Search code examples
ignite

Best practice to do join in Apache Ignite


I have two large tables A and B, and I want to join these two tables on two columns, say, project_id and customer_id.

When I do the join in Apache Ignite, I find that the performance is very bad. After investigating, I think the problem lies in that the data recide in different nodes randomly.

When the join happens, there are data transfer between nodes to make the same project_id and customer_id from A and B into same node.

For my case,

  1. Load data into the Ignite cluster based on A and B's project_id and customer_id, so that, there is no data transfer when doing the join. The solution can work but not flexible.
  2. Use only one node to hold all the data. This solution can work but there is memory limit for a single node(Not too much data can be held by one node)

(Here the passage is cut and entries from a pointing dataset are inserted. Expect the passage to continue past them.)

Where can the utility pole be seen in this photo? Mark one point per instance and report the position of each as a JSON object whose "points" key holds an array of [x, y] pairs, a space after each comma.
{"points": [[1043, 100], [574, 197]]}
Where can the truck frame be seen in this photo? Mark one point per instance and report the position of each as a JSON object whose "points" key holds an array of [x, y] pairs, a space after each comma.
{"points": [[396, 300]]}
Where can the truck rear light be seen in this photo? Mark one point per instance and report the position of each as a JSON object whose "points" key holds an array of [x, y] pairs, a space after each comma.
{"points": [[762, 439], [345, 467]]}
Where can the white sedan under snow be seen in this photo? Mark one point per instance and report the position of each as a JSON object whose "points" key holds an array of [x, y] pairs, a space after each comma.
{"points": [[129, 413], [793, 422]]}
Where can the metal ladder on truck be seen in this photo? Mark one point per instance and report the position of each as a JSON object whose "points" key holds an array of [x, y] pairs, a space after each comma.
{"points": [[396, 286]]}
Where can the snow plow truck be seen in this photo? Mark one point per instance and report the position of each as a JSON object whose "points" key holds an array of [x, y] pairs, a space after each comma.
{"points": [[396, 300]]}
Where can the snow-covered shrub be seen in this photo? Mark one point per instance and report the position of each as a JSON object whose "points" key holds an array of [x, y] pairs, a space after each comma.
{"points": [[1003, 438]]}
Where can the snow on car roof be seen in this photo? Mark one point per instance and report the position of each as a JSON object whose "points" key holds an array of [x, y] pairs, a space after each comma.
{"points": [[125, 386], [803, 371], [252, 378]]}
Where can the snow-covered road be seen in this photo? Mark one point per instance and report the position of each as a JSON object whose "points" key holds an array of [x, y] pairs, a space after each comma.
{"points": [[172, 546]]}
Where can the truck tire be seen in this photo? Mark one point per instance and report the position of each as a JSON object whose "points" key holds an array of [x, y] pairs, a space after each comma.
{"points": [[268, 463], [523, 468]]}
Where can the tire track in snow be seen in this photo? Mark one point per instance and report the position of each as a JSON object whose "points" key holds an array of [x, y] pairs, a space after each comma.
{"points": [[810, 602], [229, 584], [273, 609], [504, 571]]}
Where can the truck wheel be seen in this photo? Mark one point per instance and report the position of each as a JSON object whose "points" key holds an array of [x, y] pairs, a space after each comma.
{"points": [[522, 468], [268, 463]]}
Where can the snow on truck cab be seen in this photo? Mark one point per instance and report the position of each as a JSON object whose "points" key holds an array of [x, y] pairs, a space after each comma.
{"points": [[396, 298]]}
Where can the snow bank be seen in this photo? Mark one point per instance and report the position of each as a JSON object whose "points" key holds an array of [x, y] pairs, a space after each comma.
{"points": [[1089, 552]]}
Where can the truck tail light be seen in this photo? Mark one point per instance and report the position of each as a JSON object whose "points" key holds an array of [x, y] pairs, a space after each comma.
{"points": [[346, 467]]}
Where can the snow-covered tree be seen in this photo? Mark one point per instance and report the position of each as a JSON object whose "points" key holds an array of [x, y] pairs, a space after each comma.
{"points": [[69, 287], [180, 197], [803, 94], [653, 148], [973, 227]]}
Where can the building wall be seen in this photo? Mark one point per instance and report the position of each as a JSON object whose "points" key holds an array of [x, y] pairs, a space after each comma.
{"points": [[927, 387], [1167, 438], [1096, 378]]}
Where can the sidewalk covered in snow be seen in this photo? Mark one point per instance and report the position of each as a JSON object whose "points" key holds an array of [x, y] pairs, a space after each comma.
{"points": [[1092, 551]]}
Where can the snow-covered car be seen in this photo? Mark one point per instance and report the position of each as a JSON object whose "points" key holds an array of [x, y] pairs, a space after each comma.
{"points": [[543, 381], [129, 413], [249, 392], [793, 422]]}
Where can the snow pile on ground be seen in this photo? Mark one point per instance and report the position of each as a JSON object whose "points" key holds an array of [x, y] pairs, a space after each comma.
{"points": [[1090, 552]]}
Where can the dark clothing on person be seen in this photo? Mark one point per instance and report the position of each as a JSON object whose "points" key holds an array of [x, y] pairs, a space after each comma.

I would ask which solution would be a better choice, thanks!


Solution

  • The former (1.) is recommended. You should load the data in the fashion so that data for the same project_id and customer_id is on the same node in both tables.

    This is called affinity collocation and it is paramount to get right to have good performance of Ignite queries (and sometimes for them to work at all).

    Ignite will take care of affinity collocation for you if you setup it correctly, but there are a few caveats right away:

    • Affinity key has to be a part of primary key (not a value field)
    • Affinity key has to be single (so you have to choose between project_id and customer_id) or a composite type (a nested POJO with its own implications) or a synthetic value maybe?
    • There is possibility of uneven partition distribution. Imagine you have a single large customer (or project). When processing this customer, all nodes but a single one will be idle and unused.